He got it wrong

This is a reply to Phil Dalton’s column in which he argues that AIDS research is overfunded based on the number of deaths it causes.

I will agree that the funding of research into diseases should be based on objective criteria, not politics; however, AIDS is an infectious disease and as such money spent on it now is more valuable than money spent later.

What really moved me to write this letter was Mr. Dalton’s unfortunately worded assertion that “nobody on the planet can justify placing AIDS in a category with … bubonic plague, smallpox and cholera.” I have heard mortality numbers ranging from 25 percent to 75 percent of the population in some countries for the next 10 years. These same countries have health budgets of less than $20.00 per capita. I suspect that the health ministers of those countries would strongly disagree with Mr. Dalton’s assertion.

I also want to point out that the numbers that Mr. Dalton quotes are the number of fatal AIDS cases, neglecting the number of cases of people who are HIV positive, which is an order of magnitude, or greater. These people will, by all current knowledge, get AIDS and die.
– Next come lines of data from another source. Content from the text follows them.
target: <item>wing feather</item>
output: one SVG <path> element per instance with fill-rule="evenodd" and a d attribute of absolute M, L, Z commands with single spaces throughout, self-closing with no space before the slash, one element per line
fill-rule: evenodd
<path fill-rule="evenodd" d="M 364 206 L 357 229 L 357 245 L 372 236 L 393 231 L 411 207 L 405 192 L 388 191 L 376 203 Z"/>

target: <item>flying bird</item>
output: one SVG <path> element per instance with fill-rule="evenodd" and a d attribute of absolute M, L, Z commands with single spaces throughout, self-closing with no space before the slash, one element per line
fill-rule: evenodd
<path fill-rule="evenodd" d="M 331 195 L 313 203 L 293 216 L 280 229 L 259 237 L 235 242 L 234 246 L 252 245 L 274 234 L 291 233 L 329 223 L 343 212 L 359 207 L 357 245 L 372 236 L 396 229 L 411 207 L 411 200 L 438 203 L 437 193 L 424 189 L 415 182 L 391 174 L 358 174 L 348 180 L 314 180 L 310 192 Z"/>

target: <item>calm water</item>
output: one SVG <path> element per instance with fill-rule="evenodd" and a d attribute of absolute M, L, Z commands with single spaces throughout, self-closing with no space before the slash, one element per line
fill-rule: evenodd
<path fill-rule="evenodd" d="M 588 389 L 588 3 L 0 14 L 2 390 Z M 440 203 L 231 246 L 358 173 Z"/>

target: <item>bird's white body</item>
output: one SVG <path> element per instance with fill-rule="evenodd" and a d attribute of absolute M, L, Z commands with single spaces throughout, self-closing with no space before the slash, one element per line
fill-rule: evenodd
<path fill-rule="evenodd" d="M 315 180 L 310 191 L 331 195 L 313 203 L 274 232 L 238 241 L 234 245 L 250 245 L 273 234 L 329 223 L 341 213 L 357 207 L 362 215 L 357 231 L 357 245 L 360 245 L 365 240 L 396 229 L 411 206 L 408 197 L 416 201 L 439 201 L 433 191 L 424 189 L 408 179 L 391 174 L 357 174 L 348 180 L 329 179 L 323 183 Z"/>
Mr. Dalton further asserts that “(the number of deaths) is even smaller when one considers the fact that (most deaths were among gays and I.V. drug users).” Apparently one counts a dead gay as less than a dead heterosexual. It is precisely this kind of thinking and writing that has caused some to sensationalize any studies showing that AIDS is making inroads into “straight” America in the hopes of building support for research funding.

While the Bush administration has (under pressure) increased funding for AIDS, they have also killed any studies on sexuality that would suggest the most efficient way to deal with the problem.

To those who make pronouncements about abominable lifestyles, I will confine myself to suggesting that since the vast majority of heart disease is caused by poor eating, exercise and smoking habits (i.e. it is caused by lifestyle) that we stop funding research into it.

As for Mr. Dalton’s “Liberal Media” bashing: I have been aware of the “overfunding” for quite a while and my major source of news is National Public Radio, accused by some of being the epitome of the liberal media.